ROMILDO: Eu vou fazer o café… (levantando-se e apoiando-se como que casualmente na coxa de Juliana) já volto… (saindo)

JULIANA: Maria Fumaça…

(aproveitando a fumaça e esfumaçando o quadro lentamente, até o corte)

ROMILDO: Tá bom?

(os dois tomando café, grudadinhos de novo no sofá)

JULIANA: Forte, né? (rangendo os dentes)

ROMILDO: Bom pra acordar, então…

JULIANA: Ah, mas eu não gosto de acordar, eu gosto de dormir.

ROMILDO: Dormir pra quê? pra acordar triste?

JULIANA:  Triste?

(estranhando a pergunta, e largando a xícara)

ROMILDO: Nunca te aconteceu de sonhar um lugar, uma pessoa, mas tão real, tão real, e depois, ao acordar…?
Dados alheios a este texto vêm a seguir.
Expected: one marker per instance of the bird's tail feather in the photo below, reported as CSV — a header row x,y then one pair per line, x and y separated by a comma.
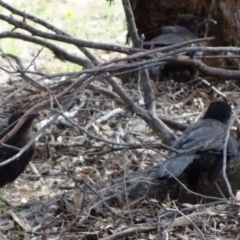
x,y
174,166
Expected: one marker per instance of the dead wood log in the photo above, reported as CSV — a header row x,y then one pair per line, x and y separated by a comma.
x,y
227,31
150,16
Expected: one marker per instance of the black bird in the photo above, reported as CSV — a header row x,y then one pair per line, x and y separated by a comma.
x,y
185,29
209,159
11,171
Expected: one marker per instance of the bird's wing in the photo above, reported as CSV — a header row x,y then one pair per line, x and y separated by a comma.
x,y
175,166
195,137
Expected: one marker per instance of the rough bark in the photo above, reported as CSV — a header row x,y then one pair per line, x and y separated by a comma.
x,y
151,15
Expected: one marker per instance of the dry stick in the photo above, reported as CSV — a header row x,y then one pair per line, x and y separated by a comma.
x,y
228,128
57,51
210,71
213,88
66,39
48,26
41,105
130,231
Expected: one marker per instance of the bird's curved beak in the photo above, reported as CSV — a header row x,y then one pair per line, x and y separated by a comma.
x,y
33,115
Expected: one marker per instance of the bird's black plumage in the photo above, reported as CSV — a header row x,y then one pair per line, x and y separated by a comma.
x,y
210,157
12,170
185,29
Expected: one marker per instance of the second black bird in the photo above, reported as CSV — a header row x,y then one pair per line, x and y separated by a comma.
x,y
11,171
185,29
210,158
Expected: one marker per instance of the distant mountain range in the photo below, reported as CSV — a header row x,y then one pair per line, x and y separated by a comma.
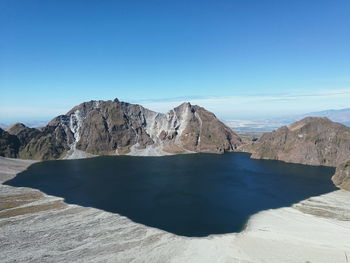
x,y
266,125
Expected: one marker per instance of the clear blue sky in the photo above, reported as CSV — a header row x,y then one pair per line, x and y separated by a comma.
x,y
238,58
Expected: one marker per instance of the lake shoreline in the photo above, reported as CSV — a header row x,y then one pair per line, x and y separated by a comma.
x,y
315,230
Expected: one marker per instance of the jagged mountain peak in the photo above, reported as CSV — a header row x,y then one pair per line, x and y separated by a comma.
x,y
114,127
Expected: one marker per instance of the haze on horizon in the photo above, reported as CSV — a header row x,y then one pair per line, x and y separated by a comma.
x,y
238,59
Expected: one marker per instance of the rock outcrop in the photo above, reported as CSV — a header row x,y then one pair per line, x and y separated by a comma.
x,y
9,144
313,141
114,127
341,177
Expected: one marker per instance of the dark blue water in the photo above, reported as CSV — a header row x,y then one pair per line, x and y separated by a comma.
x,y
189,195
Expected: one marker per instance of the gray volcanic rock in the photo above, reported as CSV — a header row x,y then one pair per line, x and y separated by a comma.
x,y
341,177
114,127
23,133
313,141
9,144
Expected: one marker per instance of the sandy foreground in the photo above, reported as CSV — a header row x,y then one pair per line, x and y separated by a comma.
x,y
35,227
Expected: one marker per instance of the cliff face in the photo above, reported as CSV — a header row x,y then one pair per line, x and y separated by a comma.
x,y
341,177
113,127
313,141
9,144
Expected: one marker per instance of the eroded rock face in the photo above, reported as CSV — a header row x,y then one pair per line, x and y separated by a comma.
x,y
313,141
9,144
341,178
114,127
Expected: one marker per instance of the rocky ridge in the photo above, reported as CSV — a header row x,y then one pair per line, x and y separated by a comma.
x,y
312,141
114,127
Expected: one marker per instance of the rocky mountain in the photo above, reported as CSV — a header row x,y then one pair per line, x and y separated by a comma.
x,y
9,144
341,177
114,127
313,141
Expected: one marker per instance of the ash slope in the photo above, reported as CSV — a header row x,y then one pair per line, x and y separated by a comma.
x,y
312,141
114,127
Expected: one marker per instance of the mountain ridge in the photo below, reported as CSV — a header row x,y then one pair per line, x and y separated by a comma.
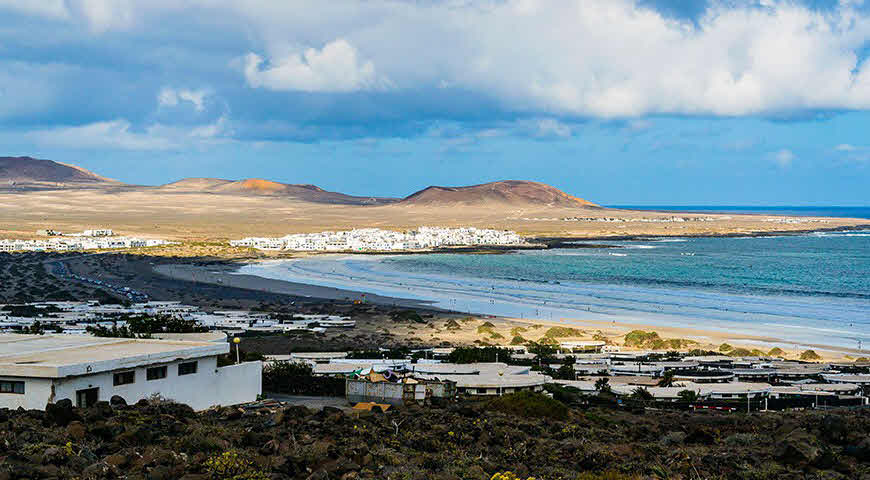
x,y
22,173
28,171
505,192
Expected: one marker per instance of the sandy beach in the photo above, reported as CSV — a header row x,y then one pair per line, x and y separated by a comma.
x,y
502,329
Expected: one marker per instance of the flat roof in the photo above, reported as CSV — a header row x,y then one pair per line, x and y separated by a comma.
x,y
58,356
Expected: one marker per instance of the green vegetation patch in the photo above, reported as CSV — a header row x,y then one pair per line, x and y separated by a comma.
x,y
560,332
638,338
518,330
530,404
810,355
740,352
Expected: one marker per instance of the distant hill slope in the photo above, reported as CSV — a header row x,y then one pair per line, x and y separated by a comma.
x,y
258,186
24,171
506,192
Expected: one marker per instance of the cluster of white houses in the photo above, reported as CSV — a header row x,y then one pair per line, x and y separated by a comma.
x,y
103,239
375,239
672,219
784,384
76,317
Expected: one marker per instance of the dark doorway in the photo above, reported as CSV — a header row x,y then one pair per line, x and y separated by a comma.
x,y
87,397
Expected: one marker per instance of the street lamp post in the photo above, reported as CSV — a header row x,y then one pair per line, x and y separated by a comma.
x,y
237,340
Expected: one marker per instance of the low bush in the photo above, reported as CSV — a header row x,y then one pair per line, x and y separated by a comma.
x,y
530,404
559,332
810,355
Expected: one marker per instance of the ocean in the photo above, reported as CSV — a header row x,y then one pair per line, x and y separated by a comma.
x,y
842,212
803,289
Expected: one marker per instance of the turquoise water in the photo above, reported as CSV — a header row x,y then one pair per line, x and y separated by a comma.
x,y
805,290
843,212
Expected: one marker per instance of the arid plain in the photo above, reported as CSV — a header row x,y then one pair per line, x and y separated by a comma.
x,y
196,216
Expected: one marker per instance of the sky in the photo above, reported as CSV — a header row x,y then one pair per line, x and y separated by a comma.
x,y
627,102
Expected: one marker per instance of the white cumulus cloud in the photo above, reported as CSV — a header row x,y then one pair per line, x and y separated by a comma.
x,y
171,97
783,158
337,67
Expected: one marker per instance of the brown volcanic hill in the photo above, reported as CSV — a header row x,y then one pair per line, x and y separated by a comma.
x,y
506,192
258,186
20,171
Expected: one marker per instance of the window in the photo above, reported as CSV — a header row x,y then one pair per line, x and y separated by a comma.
x,y
156,373
123,378
12,387
186,368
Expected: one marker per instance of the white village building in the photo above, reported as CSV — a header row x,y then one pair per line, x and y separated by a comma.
x,y
39,369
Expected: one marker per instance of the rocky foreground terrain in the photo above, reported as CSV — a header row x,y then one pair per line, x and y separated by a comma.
x,y
160,440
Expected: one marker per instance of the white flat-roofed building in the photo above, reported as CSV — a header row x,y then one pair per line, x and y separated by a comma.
x,y
378,240
39,369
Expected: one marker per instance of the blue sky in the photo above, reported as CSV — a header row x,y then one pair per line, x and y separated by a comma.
x,y
618,101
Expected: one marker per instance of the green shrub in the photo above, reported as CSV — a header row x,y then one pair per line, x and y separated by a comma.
x,y
740,352
518,330
529,404
810,355
559,332
638,338
688,395
452,325
233,465
740,440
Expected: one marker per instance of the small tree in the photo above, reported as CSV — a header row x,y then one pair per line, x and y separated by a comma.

(Juliana faz cara de desentendida)

ROMILDO: Ah, essa perfeição efêmera!

(largando a xícara e largando-se, como que degustando a própria frase)

ROMILDO: Ju!

(e Romildo se retesa no sofá de repente)

JULIANA: Rô!

(e Juliana se retesa junto)

ROMILDO: Ju… (ansioso)

JULIANA: Que foi? (assustada)

ROMILDO: Ju… (pegando-lhe na mão, apertando-a)

JULIANA: Ai… cê tá bem?

ROMILDO: Ju…

JULIANA: Rô…

ROMILDO: Vamos nos matar! (eufórico)

JULIANA:  Cê tá louco?!

ROMILDO: Vamos nos matar! (levantando-se, levantando-a, segurando-a pelos ombros, apertando-os) vamos nos matar!

JULIANA:  Me larga, tá maluco!? (tentando se desvencilhar)

ROMILDO: Vamos nos matar… (quase pedinte)

JULIANA: Me solta…  me larga… vamos… (se desvencilhando)

ROMILDO: Vamos… nos…

JULIANA: Vamos nos sentar.

(arrumando-se, arrumando o tubinho que subira)

JULIANA: Por favor…

(Romildo caindo em si e no sofá, exausto).